The rationale behind this paradigm draws from the idea that the code should be thought for the users and not for the programmer. Hence, writing first tests, i.e. code that uses the new features introduced helps thinking to a better code structure. Contextually, writing tests helps:

  1. Code understanding: you can check your assumptions on the reasons of a behavior, you need to understand what each part of the code is responsible for to write small, focused tests;
  2. Debugging: when writing code, you have an immediate method to test it and verify the behavior. You can also debug your application in simple, controlled scenarios, easy to understand.
  3. Documentation: tests are also a reference on how the code should be used and how it works.

Hence, although nobody can check whether you follow this paradigm or not, if you care about the robustness, and quality of your code, we strongly encourage its adoption.

Notice that reviewers (as well as authors) should enforce that all MRs (unless special cases motivated by the excessive cost or impossibility of writing simple UTs) contain UTs. UTs enforce correctness of the code both at the moment of MR submission and in the future, ensuring that the introduced functionality is not broken in future changes. For this reason, they are of the utmost importance to collaborate with other people, benefiting from their work without the risk of breaking changes.

Debugging on cluster

Debugging on the cluster is a complex and costly approach that should be the last resort to understand the behavior of the system, but can be useful/unavoidable in complex cases related to specific data or conditions that cannot be replicated otherwise.

Before you read this post, if you are new to the idea of remote debugging, we advise to take a look at internet resources explaining it. The procedure explained here assumes you use PyCharm as IDE. In case you have a different IDE, most likely it will support similar remote debugging but some configuration/steps may be different. I am going to highlight the steps which are PyCharm specific, so you can replace them with the similar procedure requested by your IDE.

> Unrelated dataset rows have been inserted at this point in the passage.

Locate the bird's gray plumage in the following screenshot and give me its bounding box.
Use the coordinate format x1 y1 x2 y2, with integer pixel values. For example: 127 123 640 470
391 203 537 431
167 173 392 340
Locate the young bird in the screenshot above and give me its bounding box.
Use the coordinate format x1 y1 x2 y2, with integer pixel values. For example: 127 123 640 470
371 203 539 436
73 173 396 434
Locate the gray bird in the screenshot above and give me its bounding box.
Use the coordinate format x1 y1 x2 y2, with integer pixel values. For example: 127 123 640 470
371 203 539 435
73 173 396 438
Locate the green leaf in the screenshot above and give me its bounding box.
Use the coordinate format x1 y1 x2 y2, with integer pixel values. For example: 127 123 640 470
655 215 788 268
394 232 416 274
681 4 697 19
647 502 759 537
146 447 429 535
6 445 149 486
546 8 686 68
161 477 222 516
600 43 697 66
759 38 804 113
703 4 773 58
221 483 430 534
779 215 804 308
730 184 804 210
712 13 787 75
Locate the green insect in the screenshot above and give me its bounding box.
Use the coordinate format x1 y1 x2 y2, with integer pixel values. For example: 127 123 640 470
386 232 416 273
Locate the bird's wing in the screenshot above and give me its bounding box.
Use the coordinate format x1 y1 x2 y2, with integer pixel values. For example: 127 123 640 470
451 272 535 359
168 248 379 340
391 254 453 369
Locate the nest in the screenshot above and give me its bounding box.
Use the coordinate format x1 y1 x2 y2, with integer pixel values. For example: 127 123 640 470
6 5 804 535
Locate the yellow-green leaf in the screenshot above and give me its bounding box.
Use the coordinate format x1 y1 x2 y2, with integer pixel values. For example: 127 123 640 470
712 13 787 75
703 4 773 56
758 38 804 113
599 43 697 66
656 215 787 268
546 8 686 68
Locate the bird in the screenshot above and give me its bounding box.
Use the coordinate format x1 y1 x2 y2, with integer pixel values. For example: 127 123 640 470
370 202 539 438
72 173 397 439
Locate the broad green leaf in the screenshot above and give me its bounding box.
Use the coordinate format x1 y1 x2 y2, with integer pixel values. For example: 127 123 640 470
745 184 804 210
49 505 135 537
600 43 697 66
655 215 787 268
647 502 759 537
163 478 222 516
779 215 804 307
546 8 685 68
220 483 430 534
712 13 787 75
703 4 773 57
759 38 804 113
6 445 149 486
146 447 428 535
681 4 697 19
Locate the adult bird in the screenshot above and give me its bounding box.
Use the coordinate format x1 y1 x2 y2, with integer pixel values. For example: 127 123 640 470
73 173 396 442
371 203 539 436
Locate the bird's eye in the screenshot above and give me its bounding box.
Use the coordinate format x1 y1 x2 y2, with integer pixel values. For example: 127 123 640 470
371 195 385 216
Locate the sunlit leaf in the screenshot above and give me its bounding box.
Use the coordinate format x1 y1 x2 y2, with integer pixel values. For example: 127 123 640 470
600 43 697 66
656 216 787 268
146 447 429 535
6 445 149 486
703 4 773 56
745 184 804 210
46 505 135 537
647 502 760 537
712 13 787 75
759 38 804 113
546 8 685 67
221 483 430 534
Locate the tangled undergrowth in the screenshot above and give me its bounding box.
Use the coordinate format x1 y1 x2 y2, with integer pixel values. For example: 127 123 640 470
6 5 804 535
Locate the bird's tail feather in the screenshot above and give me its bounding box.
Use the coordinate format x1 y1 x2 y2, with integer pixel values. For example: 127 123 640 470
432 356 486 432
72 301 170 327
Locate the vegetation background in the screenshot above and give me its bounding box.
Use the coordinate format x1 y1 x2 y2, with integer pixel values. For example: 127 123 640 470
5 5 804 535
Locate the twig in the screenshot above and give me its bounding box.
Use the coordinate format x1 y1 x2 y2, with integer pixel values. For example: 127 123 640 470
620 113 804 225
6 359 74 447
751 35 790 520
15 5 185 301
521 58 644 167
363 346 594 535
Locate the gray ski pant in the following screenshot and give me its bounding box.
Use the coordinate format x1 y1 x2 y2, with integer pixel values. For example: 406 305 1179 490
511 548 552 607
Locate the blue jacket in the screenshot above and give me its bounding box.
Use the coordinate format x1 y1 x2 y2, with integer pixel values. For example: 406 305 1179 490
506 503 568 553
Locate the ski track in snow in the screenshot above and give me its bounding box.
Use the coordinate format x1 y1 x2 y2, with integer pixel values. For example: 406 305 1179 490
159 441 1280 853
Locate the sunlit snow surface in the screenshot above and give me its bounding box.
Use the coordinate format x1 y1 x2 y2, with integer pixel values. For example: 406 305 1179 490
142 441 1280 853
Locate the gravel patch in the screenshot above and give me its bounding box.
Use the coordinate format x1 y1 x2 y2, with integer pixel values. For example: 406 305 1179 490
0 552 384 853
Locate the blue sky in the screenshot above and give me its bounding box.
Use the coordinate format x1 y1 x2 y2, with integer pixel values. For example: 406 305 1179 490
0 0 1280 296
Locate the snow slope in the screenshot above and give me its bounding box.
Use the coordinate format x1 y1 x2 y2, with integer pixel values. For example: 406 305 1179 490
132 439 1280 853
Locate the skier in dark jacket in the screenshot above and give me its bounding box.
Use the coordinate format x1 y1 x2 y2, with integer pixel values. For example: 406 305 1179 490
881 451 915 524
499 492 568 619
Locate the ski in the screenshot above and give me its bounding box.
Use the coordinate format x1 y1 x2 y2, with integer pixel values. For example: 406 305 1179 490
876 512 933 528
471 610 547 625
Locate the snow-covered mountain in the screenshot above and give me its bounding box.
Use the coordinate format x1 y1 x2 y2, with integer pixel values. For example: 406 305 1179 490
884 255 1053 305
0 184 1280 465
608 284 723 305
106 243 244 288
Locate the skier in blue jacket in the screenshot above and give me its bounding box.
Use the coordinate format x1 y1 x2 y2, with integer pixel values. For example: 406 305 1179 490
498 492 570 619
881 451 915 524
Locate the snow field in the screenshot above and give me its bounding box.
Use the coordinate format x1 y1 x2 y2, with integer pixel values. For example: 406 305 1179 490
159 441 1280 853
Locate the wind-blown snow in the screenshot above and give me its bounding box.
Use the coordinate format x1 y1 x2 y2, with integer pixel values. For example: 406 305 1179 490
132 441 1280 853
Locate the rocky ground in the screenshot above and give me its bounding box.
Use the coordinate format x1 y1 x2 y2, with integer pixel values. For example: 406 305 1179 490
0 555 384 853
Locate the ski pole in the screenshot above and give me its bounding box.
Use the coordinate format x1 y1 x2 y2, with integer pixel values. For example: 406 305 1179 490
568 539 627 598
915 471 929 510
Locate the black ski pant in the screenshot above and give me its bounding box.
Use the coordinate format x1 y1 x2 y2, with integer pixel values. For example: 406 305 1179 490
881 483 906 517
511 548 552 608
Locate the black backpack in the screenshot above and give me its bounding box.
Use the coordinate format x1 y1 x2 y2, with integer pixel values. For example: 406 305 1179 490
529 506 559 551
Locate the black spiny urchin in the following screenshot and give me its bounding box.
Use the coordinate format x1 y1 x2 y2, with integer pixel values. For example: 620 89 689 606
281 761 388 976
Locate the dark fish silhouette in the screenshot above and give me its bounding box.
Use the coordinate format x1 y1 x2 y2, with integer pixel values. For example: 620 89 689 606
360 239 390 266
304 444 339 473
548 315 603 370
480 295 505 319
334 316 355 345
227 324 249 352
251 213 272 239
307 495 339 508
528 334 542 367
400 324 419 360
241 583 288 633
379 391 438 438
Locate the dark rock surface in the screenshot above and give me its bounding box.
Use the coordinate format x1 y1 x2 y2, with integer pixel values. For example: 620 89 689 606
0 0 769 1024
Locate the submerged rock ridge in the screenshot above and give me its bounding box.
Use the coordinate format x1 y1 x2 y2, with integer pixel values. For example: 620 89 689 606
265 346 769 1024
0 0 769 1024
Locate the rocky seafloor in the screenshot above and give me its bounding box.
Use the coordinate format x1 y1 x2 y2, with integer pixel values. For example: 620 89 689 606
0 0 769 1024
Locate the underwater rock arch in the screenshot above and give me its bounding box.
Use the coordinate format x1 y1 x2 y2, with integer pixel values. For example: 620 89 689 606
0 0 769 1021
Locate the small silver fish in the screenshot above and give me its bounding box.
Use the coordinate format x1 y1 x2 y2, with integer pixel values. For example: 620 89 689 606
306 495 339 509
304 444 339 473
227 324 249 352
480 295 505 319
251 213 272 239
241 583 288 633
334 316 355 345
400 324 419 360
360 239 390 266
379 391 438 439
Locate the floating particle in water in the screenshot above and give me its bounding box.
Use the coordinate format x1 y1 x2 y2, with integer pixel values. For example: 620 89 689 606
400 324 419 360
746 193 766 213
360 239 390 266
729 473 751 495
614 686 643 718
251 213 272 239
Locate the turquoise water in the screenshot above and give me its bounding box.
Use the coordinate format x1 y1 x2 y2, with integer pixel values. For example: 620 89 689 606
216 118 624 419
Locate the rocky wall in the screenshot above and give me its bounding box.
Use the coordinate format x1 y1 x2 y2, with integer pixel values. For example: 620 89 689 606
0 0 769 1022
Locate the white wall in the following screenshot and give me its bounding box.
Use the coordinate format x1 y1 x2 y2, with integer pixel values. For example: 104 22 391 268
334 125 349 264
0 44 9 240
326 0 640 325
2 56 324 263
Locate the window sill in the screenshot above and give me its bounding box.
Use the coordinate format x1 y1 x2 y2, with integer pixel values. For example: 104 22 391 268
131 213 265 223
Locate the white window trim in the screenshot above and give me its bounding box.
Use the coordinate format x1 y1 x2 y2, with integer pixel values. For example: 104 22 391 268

First, if you use PyCharm, you need to setup the remote debug server. Hence, please follow the instructions here: https://www.jetbrains.com/help/pycharm/remote-debugging-with-product.htmltag:remote-debug-config. As remote server IP, you can set localhost. You can choose any port you like: throughout the post, we'll name P1 this port you've chosen. Do remember to properly fill the path mappings otherwise breakpoints will not work. As you can see in the link, this involves also installing the pycharm client on your cluster python.

Then, you need to put on the cluster frontend a copy of the java TCP forwarder that you can download at http://jtcpfwd.sourceforge.net/. You also need to have java on the cluster frontend.

Once all these prerequisites are set, the steps to do remote debugging on the cluster nodes (workers) are:

  1. (If you use PyCharm) Add the 2 lines of code which you can see in the Remote Debug configuration window to your code. The only things you need to edit are: replace localhost with frontend and replace P1 (the port you've configured in PyCharm) with another port you can freely choose: we'll call it P2.

  2. On your local machine, create an SSH tunnel to the frontend, forwarding the port you have chosen in the IDE, ie. P1. You can do this by running: ssh diclubclsin -R P1:localhost:P1 -N. This will redirect all the traffic incoming to diclubclsin:P1 to your machine on P1 port.

  3. SSH in diclubclsin and start there the TCP forwarder from port P2 to port P1, ie. run java -jar jTCPfwd-lite.jar P2 localhost:P1. This will redirect all the traffic incoming to diclubclsin:P2 to diclubclsin:P1.

  4. (In PyCharm) start your debugger, which will then wait for a connection...

  5. Run your code in the workers by submitting it with sbatch or running it into your srun session.

You should have your remote debugging working now.

If you are unsure what's happening and you're curious, the network flow is the following. The debugger client which runs in your code, tries to connect to diclubclsin:P2. The TCP forwarder just forward everything to diclubclsin:P1. The SSH tunnel, then, forwards from diclubclsin:P1 to your local machine on P1, where the debug server started by your IDE is running.